Life is precious but precarious; paradoxically, an awareness of life involves an awareness of death. Paradoxes run through my work which is both static and fluid: geometric forms, composed of straight angular lines and planes, co-exist with soft curving loops that dance above and around the work.

My sculptures create an illusion of movement, or of a moment captured in time, as they appear to lift off the ground and gyrate. They are never firmly rooted but teeter perilously on edges or lean tremulously.

I create this sense of movement by looping clay strips above and around the work, softening the stark shapes and providing a counterpoint to the structured architectural forms. These strips of clay vary in thickness and are reminiscent of lines drawn with a soft pencil.
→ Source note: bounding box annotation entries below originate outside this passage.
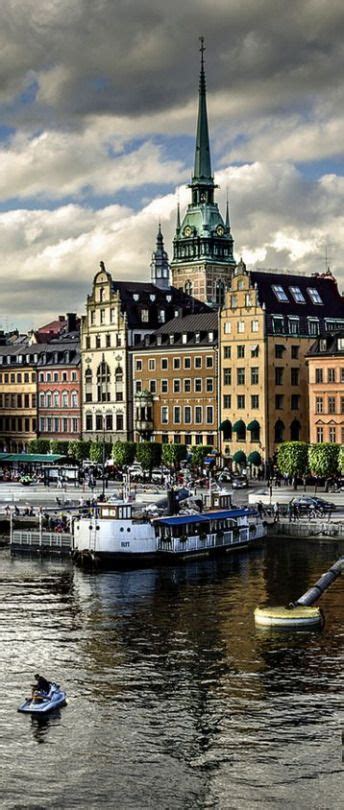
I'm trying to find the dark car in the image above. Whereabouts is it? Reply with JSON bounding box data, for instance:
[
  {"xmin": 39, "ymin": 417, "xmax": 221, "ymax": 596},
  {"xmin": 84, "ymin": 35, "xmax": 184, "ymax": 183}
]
[{"xmin": 291, "ymin": 495, "xmax": 336, "ymax": 517}]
Making ceramics involves an inherent paradox, as clay undergoes a process of change, from a soft and provisional material through a highly fragile dry state to the permanence of fired ceramic.

The transformational qualities of clay remind me of my former career as a child and adult psychotherapist. When working with children I was trying to heal their fractured lives and instill in them a more hopeful sense of the world and their place in it. This process is visually expressed in my work as the loops encircle and contain the sculptures like arms, enfolding and protecting them as a parent does their infant.

The leitmotif of life and death running through my work is intimated by the use of shadows and reflections in the photographs, and by contrasting black and white backgrounds.